Cette dynamique des groupes appliquée à la coopération scolaire nous vaudra quelques-unes de ces institutions dont se félicitent certains éducateurs et qui ne sont bien souvent qu'un cadre formel sans contenu.

Cette distinction était nécessaire pour apprécier les conseils de classe dont on fait état volontiers dans certains milieux, qui apparaîtront comme commodes et pratiques pour l'organisation et la discipline, et qui risquent de n’être qu'une mécanique tournant à vide sans influence sur le comportement coopératif.

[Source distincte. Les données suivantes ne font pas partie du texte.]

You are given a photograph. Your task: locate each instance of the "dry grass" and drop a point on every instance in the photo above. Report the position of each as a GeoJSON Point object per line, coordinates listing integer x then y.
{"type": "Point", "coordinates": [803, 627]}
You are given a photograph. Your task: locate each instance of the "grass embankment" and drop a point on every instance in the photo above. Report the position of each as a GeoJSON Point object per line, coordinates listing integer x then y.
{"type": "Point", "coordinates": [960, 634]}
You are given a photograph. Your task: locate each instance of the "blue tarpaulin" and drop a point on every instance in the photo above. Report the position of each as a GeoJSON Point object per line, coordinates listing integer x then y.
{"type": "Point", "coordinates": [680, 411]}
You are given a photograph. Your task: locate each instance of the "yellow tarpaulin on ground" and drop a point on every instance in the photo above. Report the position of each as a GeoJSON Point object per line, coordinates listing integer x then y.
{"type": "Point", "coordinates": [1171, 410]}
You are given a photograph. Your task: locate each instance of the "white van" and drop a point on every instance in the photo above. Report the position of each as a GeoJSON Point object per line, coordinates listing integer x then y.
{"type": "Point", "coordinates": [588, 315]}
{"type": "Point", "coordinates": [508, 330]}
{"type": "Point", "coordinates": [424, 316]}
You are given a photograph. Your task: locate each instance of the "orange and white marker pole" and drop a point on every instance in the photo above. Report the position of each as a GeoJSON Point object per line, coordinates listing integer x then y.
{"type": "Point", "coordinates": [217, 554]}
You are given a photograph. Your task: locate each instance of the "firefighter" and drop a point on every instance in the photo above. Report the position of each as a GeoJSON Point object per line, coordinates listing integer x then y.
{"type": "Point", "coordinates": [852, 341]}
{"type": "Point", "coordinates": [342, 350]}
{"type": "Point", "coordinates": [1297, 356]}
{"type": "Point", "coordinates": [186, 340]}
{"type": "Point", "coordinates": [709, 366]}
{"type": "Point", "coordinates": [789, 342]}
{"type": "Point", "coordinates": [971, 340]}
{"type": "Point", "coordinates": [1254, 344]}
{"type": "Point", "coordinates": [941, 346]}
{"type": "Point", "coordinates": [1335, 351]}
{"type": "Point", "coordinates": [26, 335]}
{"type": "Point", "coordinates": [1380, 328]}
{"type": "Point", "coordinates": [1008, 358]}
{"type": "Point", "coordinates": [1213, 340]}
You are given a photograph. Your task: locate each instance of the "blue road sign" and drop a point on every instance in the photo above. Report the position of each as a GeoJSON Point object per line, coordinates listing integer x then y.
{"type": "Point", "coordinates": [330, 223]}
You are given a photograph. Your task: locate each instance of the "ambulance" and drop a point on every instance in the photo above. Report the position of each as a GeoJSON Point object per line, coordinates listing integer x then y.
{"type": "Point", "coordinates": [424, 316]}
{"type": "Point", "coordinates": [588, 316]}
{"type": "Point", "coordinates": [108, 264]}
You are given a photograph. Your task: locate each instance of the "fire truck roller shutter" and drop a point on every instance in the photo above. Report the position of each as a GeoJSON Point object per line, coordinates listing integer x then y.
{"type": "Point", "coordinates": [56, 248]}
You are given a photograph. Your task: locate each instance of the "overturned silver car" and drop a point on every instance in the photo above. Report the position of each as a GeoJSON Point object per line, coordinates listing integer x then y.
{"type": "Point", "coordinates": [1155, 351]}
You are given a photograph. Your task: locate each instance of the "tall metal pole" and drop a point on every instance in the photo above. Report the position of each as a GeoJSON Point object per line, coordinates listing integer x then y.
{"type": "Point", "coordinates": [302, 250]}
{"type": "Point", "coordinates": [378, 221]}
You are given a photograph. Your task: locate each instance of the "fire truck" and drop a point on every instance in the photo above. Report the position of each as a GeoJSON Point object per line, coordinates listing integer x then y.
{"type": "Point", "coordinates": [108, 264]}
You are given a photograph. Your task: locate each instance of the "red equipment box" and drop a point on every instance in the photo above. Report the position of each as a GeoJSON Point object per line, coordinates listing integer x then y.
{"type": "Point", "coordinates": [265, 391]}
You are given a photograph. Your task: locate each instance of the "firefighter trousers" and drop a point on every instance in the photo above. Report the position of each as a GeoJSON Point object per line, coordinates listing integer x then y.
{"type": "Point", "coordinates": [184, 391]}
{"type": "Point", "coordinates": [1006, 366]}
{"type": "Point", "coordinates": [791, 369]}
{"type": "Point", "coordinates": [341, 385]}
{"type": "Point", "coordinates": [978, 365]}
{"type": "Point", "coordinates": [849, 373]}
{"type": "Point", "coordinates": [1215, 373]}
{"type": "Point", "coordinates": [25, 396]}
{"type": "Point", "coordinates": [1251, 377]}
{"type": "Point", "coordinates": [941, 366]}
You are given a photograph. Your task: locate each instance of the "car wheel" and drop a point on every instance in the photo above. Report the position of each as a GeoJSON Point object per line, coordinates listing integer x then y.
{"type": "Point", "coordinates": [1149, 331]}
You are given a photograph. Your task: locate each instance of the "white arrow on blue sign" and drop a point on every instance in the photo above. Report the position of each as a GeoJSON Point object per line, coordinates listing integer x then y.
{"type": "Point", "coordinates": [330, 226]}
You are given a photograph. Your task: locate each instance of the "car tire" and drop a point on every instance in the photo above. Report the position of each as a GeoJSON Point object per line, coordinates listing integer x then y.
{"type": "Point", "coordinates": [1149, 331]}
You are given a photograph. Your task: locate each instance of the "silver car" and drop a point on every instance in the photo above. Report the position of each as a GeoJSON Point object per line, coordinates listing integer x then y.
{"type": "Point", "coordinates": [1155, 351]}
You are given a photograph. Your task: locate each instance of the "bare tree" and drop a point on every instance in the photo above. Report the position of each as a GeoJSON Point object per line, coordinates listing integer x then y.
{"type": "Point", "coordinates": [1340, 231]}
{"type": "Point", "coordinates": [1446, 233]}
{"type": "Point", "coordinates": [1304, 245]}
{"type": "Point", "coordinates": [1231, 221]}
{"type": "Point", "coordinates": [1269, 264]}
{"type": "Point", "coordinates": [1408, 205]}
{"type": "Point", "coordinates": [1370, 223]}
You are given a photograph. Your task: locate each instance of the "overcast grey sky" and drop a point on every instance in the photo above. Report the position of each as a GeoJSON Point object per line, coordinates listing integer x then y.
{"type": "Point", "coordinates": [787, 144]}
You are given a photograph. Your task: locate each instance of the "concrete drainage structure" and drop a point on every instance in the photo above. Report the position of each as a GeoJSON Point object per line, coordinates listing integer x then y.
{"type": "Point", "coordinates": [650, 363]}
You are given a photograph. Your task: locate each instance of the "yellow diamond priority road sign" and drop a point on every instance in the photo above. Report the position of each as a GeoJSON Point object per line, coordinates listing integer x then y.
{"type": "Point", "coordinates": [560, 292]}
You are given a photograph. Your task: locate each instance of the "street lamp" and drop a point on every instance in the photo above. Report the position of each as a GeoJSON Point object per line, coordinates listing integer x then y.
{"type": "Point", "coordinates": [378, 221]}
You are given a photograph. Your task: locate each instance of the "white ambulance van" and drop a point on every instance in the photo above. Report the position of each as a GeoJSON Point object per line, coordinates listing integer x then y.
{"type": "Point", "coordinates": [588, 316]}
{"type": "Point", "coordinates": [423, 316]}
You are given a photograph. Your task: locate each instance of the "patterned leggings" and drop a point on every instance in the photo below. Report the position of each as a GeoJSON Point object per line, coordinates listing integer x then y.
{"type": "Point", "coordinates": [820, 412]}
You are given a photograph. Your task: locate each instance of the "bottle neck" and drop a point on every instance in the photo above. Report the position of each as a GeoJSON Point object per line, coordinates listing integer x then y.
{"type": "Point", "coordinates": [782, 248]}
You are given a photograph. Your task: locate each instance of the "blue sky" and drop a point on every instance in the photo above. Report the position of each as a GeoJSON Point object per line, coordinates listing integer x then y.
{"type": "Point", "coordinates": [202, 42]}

Le conseil de classe est souhaitable s’il est vraiment l’émanation de la coopérative ou du groupe qui garde tout pouvoir sur son action. Il devient dangereux s’il se transforme en institution bureaucratique souveraine qui agira selon son bon vouloir pendant la durée de son mandat.

Il faut certes habituer nos élèves à déléguer leurs pouvoirs à des camarades qui les représentent, mais il faut les entraîner aussi à surveiller et à critiquer leurs élus de façon que l’institution ne prenne pas sur l’action, le travail et la vie.

Nous préférerons, au lieu de parler de conseils de classes sans référence essentielle à l'organisation coopérative, revenir tout simplement au fonctionnement démocratique et culturel de la véritable coopérative scolaire.

En 1939 déjà, à l’occasion d'un grand Congrès de la Ligue pour l'Education Nouvelle, nous écrivions, à propos de « l’Ecole au service de l'idéal démocratique » :

«L'application des principes démocratiques suppose une reconsidération du problème éducatif, qui ne sera plus centré seulement sur l’individu, mais sur l’individu au sein de la communauté ; un véritable acte de foi dans les possibilités de la nature humaine.

L'idéologie totalitaire joue sur un complexe d'infériorité de la grande masse qui cherche un maître et un chef. Nous disons, nous : l’enfant — et l’homme — sont capables d'organiser eux-mêmes leur vie et leur travail pour l’avantage maximum de tous.

Il nous faut :

— Une éducation actuelle et pratique, qui abandonne résolument les sphères brumeuses de la scolastique pour s'en aller vers la vie complexe et diverse;

— un travail pratique et effectif d'organisation nouvelle adaptée aux nécessités de l’heure.

Application de principes démocratiques, cela signifie organisation précise et pratique pour la défense de notre idéal ».

Ce qui était juste, à la veille de la grande aventure hitlérienne, reste juste plus encore aujourd'hui, alors que la guerre, les fusillades et les camps d’extermination ont montré les dangers mortels d’une éducation et d'une société qui ne savent pas préparer en l'enfant les hommes et les citoyens qui seront demain leur justification et leur sauvegarde.

Nous serions moins sévères sur le mot d’autogestion qui, en Algérie surtout, tend à remplacer le vieux vocable de coopérative.

L’ autogestion n'est pas une institution faussement idéale comme le sont certaines coopératives. L'autogestion suppose au préalable une entreprise à gérer, et qu'on gérera en commun.

Ma foi je verrais très bien notre entreprise éducative se faire de plus en plus en autogestion, cette gestion ne se limitant pas à quelques formules disciplinaires, mais à l'organisation en commun de toute la fonction enseignante et éducative.

Nous ne donnons ici qu’un schéma d'orientation des recherches, des expériences et des travaux qui seront présentés pour discussion à notre Congrès de Brest,

C. F.

(1) J.M. Aubry : Dynamique des groupes Ed. Universitaires.